KOENINGS: People were looking at hatcheries to replace wild stocks, rather than complement the wild stocks. The mindset was, we didn't need the wild fish.
FITZPATRICK: That mindset changed with the Endangered Species Act, which recognizes the values of animals living and reproducing in the wild. And Dr. Koenings says this facility's purpose has changed. He sees it as a bridge to keep the commercial fishing fleet in business until nature's bounty is eventually restored.
KOENINGS: We provide the opportunities for people to fish by producing fish that people can catch without worrying that they're harming the wild fish.

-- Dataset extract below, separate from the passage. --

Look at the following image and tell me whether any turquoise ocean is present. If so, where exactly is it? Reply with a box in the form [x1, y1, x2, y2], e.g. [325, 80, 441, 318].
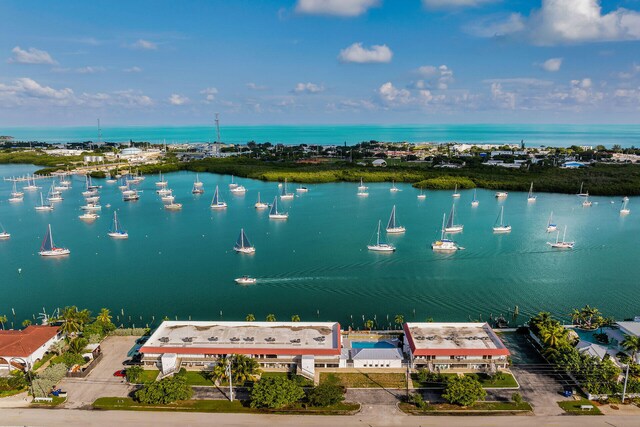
[0, 124, 640, 147]
[0, 165, 640, 328]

FITZPATRICK: Dr. Koenings says the realities of fish genetics are inescapable. And if we want wild salmon to recover, protecting their habitat is the way to do it. But science can't say whether or not people should make that happen. That's something that will ultimately be decided not in the laboratory, but in voting booths and in the courts.
(Running water)
FITZPATRICK: Before leaving the hatchery, I was wondering about something. If the differences between wild salmon and hatchery fish are so important, how do fishermen tell them apart? Jeff Koenings showed me how.
(Ambient voices)
FITZPATRICK: The salmon babies here are corralled into a special trailer when they're three inches long.
(Splashing water)
KOENINGS: We're putting them in a bath that puts them to sleep, so they can actually be handled. We clip off the adipose fin with these scissors, and we do about 100,000 fish a day. We've got about three. 3 million to do, so it's going to take about two months to do the entire operation.

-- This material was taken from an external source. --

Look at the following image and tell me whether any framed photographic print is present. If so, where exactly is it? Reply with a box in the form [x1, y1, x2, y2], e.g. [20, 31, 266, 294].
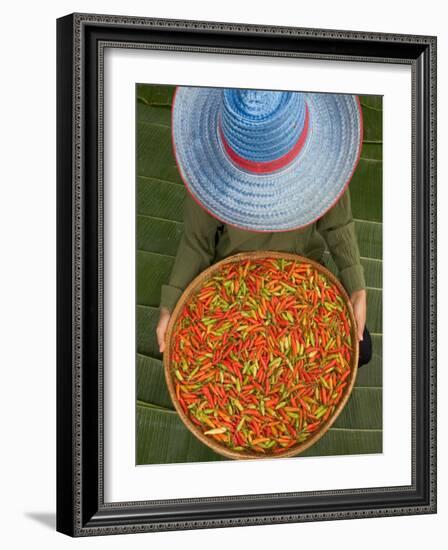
[57, 14, 436, 536]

FITZPATRICK: Does this hurt the fish?
KOENINGS: No. Because the fish are put to sleep, and they're just cutting off the adipose fin, and the actual impact on a fish nervous system is very minimal.
FITZPATRICK: They don't need that fin?
KOENINGS: No. The adipose fin is not necessary for their survival.
FITZPATRICK: Survival, that is, long enough to wind up as someone's dinner. For Living On Earth, I'm Terry FitzPatrick at Washington State's Lewis River Fish Hatchery.